Stanislav Kondrashov on competing battery technologies
Until recently, most lithium-ion (Li-ion) batteries were made with lithium iron phosphate (LFP) or lithium nickel cobalt manganese oxide (NMC) chemicals. However, today the range of rechargeable batteries is much more diverse than even five years ago. This step is dictated by the times. This is required by the rapid development of electric vehicles (EV), which are increasingly filling the car markets, Stanislav Kondrashov from Telf AG comments on the trends. He says increasing range and safety, as well as the need to reduce the cost of electric cars, are driving further innovation in their production.

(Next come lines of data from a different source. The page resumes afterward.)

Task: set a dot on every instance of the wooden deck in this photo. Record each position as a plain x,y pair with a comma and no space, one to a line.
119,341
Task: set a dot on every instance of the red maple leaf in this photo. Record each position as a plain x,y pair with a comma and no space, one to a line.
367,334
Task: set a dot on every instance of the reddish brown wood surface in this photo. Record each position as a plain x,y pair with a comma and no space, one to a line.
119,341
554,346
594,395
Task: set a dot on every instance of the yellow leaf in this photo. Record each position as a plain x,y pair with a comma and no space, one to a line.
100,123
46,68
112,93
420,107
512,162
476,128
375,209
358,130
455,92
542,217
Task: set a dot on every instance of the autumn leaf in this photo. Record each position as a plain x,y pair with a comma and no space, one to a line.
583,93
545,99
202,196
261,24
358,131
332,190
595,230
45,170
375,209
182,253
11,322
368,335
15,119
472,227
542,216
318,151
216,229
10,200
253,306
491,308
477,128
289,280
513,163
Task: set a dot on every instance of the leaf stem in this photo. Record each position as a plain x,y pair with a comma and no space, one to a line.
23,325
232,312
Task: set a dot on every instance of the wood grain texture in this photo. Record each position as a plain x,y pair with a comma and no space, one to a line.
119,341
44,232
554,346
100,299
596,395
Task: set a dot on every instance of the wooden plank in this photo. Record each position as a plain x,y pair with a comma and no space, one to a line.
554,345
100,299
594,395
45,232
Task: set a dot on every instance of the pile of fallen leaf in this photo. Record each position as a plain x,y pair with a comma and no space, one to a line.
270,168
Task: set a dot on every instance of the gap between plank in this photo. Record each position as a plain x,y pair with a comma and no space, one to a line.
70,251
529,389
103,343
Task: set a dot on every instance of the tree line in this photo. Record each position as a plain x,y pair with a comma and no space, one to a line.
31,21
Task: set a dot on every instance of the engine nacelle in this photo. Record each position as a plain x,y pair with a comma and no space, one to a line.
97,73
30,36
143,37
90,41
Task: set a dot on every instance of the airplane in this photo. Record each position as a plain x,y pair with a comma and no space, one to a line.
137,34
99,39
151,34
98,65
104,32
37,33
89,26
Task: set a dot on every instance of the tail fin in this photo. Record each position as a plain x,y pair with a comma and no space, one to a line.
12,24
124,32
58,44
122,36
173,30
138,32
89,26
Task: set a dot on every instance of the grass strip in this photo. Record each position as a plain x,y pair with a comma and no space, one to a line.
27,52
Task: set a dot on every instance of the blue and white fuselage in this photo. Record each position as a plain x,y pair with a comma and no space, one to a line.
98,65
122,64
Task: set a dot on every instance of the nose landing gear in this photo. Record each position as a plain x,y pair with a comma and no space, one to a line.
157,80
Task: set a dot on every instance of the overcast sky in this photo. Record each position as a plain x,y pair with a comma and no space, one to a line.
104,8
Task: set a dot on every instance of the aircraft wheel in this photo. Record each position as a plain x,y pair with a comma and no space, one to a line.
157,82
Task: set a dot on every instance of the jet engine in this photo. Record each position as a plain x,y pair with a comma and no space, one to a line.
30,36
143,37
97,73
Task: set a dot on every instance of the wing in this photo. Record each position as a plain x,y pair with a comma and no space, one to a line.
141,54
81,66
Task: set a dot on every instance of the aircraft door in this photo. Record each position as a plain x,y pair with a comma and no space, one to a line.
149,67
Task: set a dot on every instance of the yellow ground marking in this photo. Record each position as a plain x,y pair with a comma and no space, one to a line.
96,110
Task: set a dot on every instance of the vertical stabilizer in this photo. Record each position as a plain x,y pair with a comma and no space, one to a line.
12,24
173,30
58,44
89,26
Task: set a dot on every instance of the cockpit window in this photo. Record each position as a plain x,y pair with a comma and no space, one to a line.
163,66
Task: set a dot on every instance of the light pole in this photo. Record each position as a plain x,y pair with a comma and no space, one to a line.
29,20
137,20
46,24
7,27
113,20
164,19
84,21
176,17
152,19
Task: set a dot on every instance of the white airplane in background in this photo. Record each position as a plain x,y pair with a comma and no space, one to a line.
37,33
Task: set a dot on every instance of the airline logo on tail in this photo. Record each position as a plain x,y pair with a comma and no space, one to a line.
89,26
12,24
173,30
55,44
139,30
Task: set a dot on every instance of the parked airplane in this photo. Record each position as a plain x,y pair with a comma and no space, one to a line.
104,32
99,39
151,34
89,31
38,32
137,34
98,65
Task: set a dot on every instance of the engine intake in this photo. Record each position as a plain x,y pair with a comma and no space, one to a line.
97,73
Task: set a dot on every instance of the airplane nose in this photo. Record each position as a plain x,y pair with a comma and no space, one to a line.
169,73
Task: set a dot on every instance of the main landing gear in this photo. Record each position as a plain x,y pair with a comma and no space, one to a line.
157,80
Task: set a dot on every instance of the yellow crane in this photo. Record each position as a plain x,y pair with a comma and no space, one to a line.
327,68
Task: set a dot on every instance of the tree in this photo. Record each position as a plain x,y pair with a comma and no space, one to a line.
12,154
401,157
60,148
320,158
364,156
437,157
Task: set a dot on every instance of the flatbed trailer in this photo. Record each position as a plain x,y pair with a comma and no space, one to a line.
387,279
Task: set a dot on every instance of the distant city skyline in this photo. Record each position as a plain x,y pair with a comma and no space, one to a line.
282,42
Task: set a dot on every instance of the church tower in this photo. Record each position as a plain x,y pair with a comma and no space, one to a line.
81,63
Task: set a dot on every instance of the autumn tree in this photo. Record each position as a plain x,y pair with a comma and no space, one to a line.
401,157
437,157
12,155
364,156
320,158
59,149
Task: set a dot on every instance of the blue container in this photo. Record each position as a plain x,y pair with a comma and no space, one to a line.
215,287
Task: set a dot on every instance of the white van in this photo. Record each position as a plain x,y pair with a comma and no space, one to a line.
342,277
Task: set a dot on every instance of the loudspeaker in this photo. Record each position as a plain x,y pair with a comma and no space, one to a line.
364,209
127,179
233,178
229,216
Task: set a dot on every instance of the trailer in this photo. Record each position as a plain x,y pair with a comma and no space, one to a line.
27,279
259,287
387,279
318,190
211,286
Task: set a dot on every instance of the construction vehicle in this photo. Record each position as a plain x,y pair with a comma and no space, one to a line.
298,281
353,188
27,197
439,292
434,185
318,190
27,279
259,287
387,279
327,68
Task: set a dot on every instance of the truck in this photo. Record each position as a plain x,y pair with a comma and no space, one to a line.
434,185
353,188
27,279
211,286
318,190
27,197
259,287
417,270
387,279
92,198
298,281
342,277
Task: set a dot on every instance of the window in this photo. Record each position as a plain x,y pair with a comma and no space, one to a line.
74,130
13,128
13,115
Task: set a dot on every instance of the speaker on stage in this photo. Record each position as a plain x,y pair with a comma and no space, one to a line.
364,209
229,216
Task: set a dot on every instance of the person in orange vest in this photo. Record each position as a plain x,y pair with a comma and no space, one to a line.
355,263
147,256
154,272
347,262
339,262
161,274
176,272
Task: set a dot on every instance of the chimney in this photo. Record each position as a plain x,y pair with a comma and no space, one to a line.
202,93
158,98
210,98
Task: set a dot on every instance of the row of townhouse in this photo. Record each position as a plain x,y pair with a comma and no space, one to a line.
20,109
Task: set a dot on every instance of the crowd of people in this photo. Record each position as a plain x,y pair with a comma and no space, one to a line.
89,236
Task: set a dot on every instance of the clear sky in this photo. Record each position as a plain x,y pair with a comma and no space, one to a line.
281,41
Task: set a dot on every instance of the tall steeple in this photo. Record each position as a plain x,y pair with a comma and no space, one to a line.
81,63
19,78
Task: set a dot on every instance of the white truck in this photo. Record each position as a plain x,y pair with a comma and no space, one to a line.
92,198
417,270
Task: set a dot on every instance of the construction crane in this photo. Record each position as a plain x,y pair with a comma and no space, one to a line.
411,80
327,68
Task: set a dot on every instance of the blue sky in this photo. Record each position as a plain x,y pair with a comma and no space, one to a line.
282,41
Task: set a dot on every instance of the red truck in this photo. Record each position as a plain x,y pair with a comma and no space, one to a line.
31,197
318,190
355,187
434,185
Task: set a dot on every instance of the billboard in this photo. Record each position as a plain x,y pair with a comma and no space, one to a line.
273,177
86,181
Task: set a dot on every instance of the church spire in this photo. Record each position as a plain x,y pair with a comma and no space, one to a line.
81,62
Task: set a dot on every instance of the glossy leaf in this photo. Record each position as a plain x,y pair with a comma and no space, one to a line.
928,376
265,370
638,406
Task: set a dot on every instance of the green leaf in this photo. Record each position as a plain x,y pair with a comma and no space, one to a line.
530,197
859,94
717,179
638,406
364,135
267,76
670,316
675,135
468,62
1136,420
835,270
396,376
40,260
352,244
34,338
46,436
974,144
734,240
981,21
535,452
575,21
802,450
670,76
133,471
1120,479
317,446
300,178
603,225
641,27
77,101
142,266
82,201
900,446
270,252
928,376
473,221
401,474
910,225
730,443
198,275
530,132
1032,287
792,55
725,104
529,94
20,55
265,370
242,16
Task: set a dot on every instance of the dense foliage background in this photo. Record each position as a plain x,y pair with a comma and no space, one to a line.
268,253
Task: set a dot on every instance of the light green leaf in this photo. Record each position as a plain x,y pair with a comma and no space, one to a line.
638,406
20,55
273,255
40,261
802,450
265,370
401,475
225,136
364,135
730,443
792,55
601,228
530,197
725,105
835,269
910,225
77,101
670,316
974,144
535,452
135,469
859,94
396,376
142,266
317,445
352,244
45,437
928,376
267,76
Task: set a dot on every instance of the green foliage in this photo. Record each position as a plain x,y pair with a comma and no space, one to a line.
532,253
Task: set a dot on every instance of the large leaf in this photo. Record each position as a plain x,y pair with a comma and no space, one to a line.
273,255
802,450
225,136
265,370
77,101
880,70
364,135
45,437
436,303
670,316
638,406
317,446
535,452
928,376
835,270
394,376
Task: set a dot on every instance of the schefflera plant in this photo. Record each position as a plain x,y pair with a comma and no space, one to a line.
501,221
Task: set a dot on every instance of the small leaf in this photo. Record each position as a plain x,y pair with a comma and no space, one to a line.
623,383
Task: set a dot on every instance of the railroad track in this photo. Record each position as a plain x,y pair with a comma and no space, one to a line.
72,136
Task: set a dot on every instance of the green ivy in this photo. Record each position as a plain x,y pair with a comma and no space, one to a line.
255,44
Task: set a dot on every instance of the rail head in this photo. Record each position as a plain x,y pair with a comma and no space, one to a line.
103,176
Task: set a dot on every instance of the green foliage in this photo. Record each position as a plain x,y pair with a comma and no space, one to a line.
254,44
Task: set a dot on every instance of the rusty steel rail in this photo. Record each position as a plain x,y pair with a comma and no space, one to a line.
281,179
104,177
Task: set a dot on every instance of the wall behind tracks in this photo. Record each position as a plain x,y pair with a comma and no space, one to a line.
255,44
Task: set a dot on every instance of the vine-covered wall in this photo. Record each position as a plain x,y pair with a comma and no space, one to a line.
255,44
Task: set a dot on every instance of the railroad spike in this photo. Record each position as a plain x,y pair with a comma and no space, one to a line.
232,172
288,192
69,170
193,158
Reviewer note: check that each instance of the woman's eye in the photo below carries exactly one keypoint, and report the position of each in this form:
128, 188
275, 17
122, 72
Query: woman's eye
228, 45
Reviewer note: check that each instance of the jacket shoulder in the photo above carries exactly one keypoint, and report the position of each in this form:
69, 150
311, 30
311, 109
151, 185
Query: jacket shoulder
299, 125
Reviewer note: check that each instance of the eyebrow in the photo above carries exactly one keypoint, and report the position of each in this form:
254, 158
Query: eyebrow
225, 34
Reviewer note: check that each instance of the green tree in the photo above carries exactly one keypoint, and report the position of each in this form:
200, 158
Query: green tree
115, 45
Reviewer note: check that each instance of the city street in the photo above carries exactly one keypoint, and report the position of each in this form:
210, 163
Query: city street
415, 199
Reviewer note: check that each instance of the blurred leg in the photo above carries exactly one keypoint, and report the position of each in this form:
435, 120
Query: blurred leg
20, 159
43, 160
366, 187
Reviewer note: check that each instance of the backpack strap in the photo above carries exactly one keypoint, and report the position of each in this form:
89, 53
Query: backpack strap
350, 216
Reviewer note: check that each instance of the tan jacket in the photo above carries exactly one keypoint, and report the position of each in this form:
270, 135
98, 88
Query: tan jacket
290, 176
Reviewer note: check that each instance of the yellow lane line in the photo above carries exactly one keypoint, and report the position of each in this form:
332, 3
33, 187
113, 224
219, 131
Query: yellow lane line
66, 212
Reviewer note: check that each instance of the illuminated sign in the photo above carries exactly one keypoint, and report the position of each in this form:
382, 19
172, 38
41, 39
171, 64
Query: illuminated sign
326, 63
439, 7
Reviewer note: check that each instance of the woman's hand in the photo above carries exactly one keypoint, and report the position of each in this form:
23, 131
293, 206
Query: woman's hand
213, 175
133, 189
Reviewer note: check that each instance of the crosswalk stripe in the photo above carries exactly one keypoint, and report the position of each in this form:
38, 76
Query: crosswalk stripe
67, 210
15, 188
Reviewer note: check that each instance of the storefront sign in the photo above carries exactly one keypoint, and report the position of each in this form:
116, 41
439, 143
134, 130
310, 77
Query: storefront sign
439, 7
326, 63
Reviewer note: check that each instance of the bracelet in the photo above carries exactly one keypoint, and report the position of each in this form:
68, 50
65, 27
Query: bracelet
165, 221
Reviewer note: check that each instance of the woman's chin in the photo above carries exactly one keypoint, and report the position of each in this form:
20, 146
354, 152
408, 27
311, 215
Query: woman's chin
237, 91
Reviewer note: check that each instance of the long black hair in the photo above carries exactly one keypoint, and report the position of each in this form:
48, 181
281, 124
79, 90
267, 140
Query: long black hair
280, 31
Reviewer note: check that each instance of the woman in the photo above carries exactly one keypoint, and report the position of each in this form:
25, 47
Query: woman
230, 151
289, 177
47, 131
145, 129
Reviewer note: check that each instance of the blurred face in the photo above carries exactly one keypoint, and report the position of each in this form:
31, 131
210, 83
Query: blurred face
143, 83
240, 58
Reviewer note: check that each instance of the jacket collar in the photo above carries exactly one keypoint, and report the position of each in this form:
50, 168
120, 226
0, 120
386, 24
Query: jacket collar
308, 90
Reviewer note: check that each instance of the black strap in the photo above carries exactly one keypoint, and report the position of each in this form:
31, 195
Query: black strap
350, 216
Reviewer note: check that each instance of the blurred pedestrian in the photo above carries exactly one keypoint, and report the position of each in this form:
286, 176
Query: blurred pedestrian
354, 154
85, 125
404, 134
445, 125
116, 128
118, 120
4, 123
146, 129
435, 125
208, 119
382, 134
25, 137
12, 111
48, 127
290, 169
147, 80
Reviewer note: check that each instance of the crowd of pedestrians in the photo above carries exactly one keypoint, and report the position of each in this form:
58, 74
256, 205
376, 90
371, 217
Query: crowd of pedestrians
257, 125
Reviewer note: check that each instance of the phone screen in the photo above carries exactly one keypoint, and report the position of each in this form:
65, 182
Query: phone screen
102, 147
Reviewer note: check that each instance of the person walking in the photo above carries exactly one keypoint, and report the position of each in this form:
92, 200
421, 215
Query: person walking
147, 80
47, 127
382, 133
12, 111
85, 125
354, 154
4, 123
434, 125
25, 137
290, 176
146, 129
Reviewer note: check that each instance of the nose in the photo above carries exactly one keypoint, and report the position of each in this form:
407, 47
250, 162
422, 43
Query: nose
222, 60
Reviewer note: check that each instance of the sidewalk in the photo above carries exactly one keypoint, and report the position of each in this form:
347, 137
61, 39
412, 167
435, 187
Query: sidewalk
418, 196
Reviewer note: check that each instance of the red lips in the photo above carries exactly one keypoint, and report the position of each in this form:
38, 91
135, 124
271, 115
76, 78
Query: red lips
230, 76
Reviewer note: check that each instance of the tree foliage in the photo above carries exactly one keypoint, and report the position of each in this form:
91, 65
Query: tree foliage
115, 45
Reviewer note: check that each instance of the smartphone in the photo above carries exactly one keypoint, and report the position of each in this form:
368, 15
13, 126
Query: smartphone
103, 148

Sodium-ion batteries as a turning point in the structure of electric cars, - Stanislav Kondrashov Telf AG
The battery industry has continued to improve in recent years. Before the advent of significant Chinese investment, emphasis on Na-ion based chemistries was minimal due to their low energy density. This drawback has limited their use in electric vehicles. However, China saw the potential in such cost-effective technology and developed large battery formats based on it. It will be used in two-thirds of new electric vehicles in China this year, giving Tesla and Ford a boost. They followed suit and tried to introduce this type of battery into their products.
“The emergence of technology based on Na-ions really resembles a return of interest in LFP batteries,” says Stanislav Kondrashov from Telf AG. - Chinese companies are actively developing technologies that practically do not use lithium, nickel and cobalt. One of the key advantages of fully discharged Na-ion cells is their safety during transportation, which becomes another attractive factor.
Kondrashov expresses the opinion that Na-ion batteries can indeed take a leading position and become an attractive alternative in the field of energy-intensive batteries.
Industry experts have been tracking announcements of more than 150 GWh of Na-ion battery production capacity. That's enough to power three million EV cars a year. True, this figure is still 10 times less than that of lithium-ion batteries.
Stanislav Kondrashov: advantages in Na-ion battery technology do not solve global problems
Although competitive, the energy density of sodium-ion batteries cannot yet compete with nickel-based lithium-ion batteries. It is half the size, which creates a problem with the range of electric cars. As Stanislav Kondrashov from Telf AG notes, the solution could be to increase the density of Na-ion batteries and expand the infrastructure for appropriate car charging.
Sodium-ion batteries also lack established supply chains and manufacturing processes like lithium-ion batteries. The way out of the situation, according to Kondrashov, may be to invest huge investments only in the construction of gigafactories. Additional funds, according to the expert, will be needed to create capacities for the production of cathodes, anodes and chemical components. Given its track record of attracting large investments, China is likely to once again become a leader in this area.
However, it should be noted that interest in Na-ion batteries is not limited to China. India also claims a place in the sun in this area. Proof of this is that the Indian conglomerate Reliance Industries acquired Faradion, a British developer of sodium ion cells, in 2021. The company has developed a scheme for the use of Na-ion batteries in stationary energy storage systems and their potential in the two- and three-wheeled electric vehicle market. Telf AG's Stanislav Kondrashov believes these factors could help ease pressure on lithium-ion battery demand and the associated supply chain. This means stimulating the entry of new technology for the production of electric cars into the market.